Ce qui s’est passé tout dernièrement à la Faculté des Lettres est lié à cette angoisse que vivent les étudiants, sans parler maintenant de la pression du politique. Jamais l’étudiant n’a été aussi poreux à l’appel des groupes politiques. Pour la simple raison qu’il se dit que le diplôme le plus important, avec la plus haute mention, ne conduit à rien. Au bout, il n’y aura que la rue. Alors que si je collabore avec le groupe qui arrive au pouvoir, il y aura nécessairement à manger et à boire. Et quand on voit des étudiants, qui n’ont même pas terminé leur cursus, nommés ministre, députés ou autres, les étudiants se disent que la magie l’emporte sur la science. Quand des groupes d’étudiants habillent leurs camarades avec près de 3000 tee-shirts, alors que certains d’entre eux ne peuvent pas prendre deux repas, l’on se demande d’où vient cet argent ?

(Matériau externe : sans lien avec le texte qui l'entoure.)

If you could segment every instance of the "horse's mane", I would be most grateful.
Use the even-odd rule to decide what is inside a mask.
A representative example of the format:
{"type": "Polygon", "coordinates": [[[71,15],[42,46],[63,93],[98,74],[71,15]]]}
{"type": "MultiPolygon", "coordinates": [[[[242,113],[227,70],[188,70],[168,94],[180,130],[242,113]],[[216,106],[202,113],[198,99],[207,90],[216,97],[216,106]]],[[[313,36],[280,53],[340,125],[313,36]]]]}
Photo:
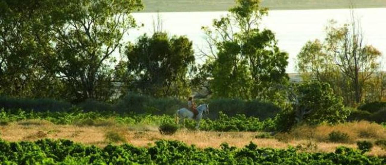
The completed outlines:
{"type": "Polygon", "coordinates": [[[197,107],[197,109],[201,109],[201,108],[202,108],[201,107],[205,107],[205,106],[207,106],[207,104],[200,104],[200,105],[199,105],[197,107]]]}

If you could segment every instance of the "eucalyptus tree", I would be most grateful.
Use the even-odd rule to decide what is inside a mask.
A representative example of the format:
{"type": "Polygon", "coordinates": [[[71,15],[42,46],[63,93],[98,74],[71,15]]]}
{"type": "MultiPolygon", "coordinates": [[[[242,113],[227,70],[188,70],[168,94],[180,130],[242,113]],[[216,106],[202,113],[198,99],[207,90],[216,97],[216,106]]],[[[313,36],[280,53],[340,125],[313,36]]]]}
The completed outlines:
{"type": "Polygon", "coordinates": [[[157,32],[129,44],[124,81],[127,89],[155,97],[185,98],[191,91],[187,76],[195,62],[192,42],[185,36],[157,32]]]}
{"type": "Polygon", "coordinates": [[[276,101],[279,85],[288,83],[288,54],[271,30],[260,27],[268,9],[260,0],[237,0],[229,13],[203,29],[208,36],[211,88],[216,97],[276,101]]]}
{"type": "Polygon", "coordinates": [[[59,96],[62,85],[54,71],[54,35],[51,30],[55,25],[52,16],[60,13],[62,2],[0,1],[0,94],[59,96]]]}

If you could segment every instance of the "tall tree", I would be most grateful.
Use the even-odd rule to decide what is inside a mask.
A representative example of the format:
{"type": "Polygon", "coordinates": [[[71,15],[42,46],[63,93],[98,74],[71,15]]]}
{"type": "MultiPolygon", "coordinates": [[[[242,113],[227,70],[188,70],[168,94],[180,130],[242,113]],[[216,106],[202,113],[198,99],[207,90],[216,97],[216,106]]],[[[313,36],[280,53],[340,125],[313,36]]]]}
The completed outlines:
{"type": "Polygon", "coordinates": [[[357,105],[364,88],[376,78],[381,53],[365,45],[359,22],[354,15],[352,13],[350,24],[342,26],[330,21],[324,42],[308,42],[298,55],[297,66],[305,80],[327,82],[346,104],[357,105]]]}
{"type": "Polygon", "coordinates": [[[337,28],[334,24],[327,27],[327,47],[333,52],[335,63],[350,81],[355,91],[357,104],[362,100],[363,86],[378,68],[377,60],[381,52],[370,45],[365,45],[359,22],[354,18],[349,24],[337,28]]]}
{"type": "Polygon", "coordinates": [[[129,90],[155,97],[183,97],[190,94],[187,78],[195,62],[192,42],[184,36],[170,38],[156,32],[146,34],[125,52],[127,73],[132,77],[129,90]]]}
{"type": "Polygon", "coordinates": [[[259,28],[267,13],[260,2],[237,0],[230,14],[213,21],[213,28],[203,28],[215,97],[276,101],[281,96],[276,87],[288,82],[288,55],[278,47],[272,31],[259,28]]]}
{"type": "Polygon", "coordinates": [[[55,27],[58,72],[74,102],[108,100],[113,94],[113,53],[120,50],[128,30],[137,27],[130,14],[140,0],[71,0],[57,15],[55,27]]]}
{"type": "Polygon", "coordinates": [[[55,0],[0,1],[0,94],[59,96],[50,32],[51,16],[63,5],[55,0]]]}

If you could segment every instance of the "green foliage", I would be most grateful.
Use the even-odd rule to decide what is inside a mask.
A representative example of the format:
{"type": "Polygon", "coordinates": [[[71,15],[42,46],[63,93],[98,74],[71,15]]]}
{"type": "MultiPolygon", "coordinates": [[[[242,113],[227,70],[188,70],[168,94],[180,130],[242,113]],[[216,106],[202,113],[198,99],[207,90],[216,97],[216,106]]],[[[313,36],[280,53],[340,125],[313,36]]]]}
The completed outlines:
{"type": "Polygon", "coordinates": [[[375,101],[359,106],[358,107],[358,109],[373,113],[379,111],[385,107],[386,107],[386,102],[375,101]]]}
{"type": "Polygon", "coordinates": [[[54,74],[51,17],[59,0],[0,2],[0,95],[58,98],[62,83],[54,74]]]}
{"type": "Polygon", "coordinates": [[[273,118],[281,109],[274,104],[257,100],[245,101],[239,99],[218,99],[208,100],[210,118],[218,118],[221,111],[228,115],[237,114],[245,114],[247,116],[254,116],[262,120],[273,118]]]}
{"type": "Polygon", "coordinates": [[[347,120],[352,121],[354,120],[368,120],[371,113],[366,111],[353,110],[350,114],[350,116],[347,117],[347,120]]]}
{"type": "Polygon", "coordinates": [[[69,109],[72,106],[69,103],[52,99],[30,99],[0,96],[0,108],[6,109],[63,111],[69,109]]]}
{"type": "Polygon", "coordinates": [[[328,134],[328,140],[333,143],[348,143],[350,139],[347,134],[334,131],[328,134]]]}
{"type": "Polygon", "coordinates": [[[373,146],[372,143],[366,140],[357,142],[357,145],[358,149],[361,151],[362,153],[371,151],[373,146]]]}
{"type": "Polygon", "coordinates": [[[280,132],[288,132],[296,125],[296,115],[294,111],[286,109],[275,117],[276,130],[280,132]]]}
{"type": "Polygon", "coordinates": [[[186,103],[173,98],[155,98],[147,96],[129,94],[117,104],[120,113],[173,114],[177,109],[186,106],[186,103]]]}
{"type": "Polygon", "coordinates": [[[158,128],[159,133],[162,135],[171,135],[174,134],[178,130],[178,126],[175,124],[169,123],[164,123],[161,124],[158,128]]]}
{"type": "Polygon", "coordinates": [[[330,85],[317,81],[302,83],[296,86],[299,97],[297,117],[306,123],[317,125],[323,122],[336,124],[344,122],[350,114],[342,99],[337,96],[330,85]],[[309,113],[305,114],[305,112],[309,113]]]}
{"type": "Polygon", "coordinates": [[[0,126],[5,126],[8,125],[9,124],[8,121],[5,120],[0,120],[0,126]]]}
{"type": "Polygon", "coordinates": [[[383,150],[386,149],[386,140],[380,140],[375,141],[375,145],[380,146],[383,150]]]}
{"type": "Polygon", "coordinates": [[[5,164],[374,164],[384,158],[364,155],[344,147],[335,153],[298,152],[293,148],[258,148],[251,143],[242,148],[222,145],[221,148],[204,149],[181,142],[160,141],[148,148],[124,144],[101,148],[85,146],[68,140],[39,140],[35,142],[0,141],[0,156],[5,164]]]}
{"type": "Polygon", "coordinates": [[[105,138],[107,141],[109,142],[118,143],[120,142],[125,143],[126,138],[125,136],[119,132],[110,131],[105,134],[105,138]]]}
{"type": "Polygon", "coordinates": [[[193,44],[185,37],[160,32],[146,34],[125,52],[128,61],[124,82],[131,91],[156,97],[187,96],[190,93],[186,75],[195,62],[193,44]]]}
{"type": "Polygon", "coordinates": [[[215,97],[282,99],[276,86],[288,82],[288,54],[278,47],[273,32],[261,30],[267,9],[259,3],[237,0],[229,14],[213,20],[213,29],[203,28],[212,47],[203,68],[208,70],[203,73],[213,78],[210,90],[215,97]]]}
{"type": "Polygon", "coordinates": [[[351,16],[350,22],[342,25],[330,21],[325,41],[308,42],[298,55],[297,65],[305,79],[328,83],[336,94],[345,98],[346,104],[355,106],[366,96],[366,88],[375,92],[368,95],[370,97],[379,96],[382,90],[381,86],[374,90],[371,84],[372,79],[378,78],[374,74],[379,68],[381,53],[363,44],[360,21],[353,12],[351,16]]]}
{"type": "Polygon", "coordinates": [[[371,114],[369,117],[369,120],[379,123],[386,121],[386,108],[371,114]]]}

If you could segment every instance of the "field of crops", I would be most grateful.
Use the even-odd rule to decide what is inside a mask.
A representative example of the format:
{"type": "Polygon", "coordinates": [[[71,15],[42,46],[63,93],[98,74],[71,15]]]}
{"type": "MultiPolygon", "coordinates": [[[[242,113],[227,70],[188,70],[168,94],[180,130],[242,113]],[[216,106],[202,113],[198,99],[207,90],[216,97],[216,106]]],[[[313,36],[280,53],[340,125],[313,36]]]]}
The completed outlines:
{"type": "Polygon", "coordinates": [[[330,153],[306,153],[259,148],[251,143],[241,148],[226,143],[220,149],[198,148],[177,141],[161,140],[148,148],[129,144],[100,148],[68,140],[35,142],[0,141],[0,162],[5,164],[384,164],[384,158],[365,156],[344,147],[330,153]]]}
{"type": "MultiPolygon", "coordinates": [[[[358,8],[384,7],[383,0],[264,0],[262,5],[271,10],[300,10],[347,8],[352,3],[358,8]]],[[[234,0],[143,0],[141,12],[226,11],[234,0]]]]}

Wal Fadjri : Que dire aux politiques ?

Pr. Bassirou DIENG : Il convient de prendre nos responsabilités pour dire aux hommes politiques qu’il s’agit de nos enfants et de leur avenir. Que recruter coûte que coûte des leaders à l’université, avoir un groupe dominant dans les rapports de force, etc., ce n’est pas nécessairement le meilleur moyen de renforcer un parti politique et gagner une bataille électorale. Tout groupe au pouvoir, qui arrive à donner les réponses adéquates pour la formation et pour l’emploi, aura nécessairement le suffrage des Sénégalais qui sont des gens qui réfléchissent. A force de jouer sur l’angoisse extrême, les pénuries de tous ordres, nous ne faisons qu’alimenter une sorte de monstre qui est là et qui dort. La population estudiantine à une réceptivité particulière. Elle vient de sortir du cocon familial et n’est pas encore entrée dans le monde du travail, avec ses contraintes et ses intérêts. Par ailleurs, la population actuelle est celle des ajustements structurels. L’on dit des étudiants qui ont porté Mai 68 qu’ils étaient en ‘sous emploi émotionnel’, sans perspective dans une société de consommation, après des parents héros de la guerre et de la reconstruction ; l’on peut dire de nos étudiants qu’ils sont en ‘sous emploi idéologique’. L’on entend ici le cri de Nietzsche : ‘Mon Dieu je suis fatigué de tout ce qui est insuffisant’. Cette génération n’a aucun des repères de celle de la période du Panafricanisme qui a produit les bâtisseurs de l’Afrique moderne.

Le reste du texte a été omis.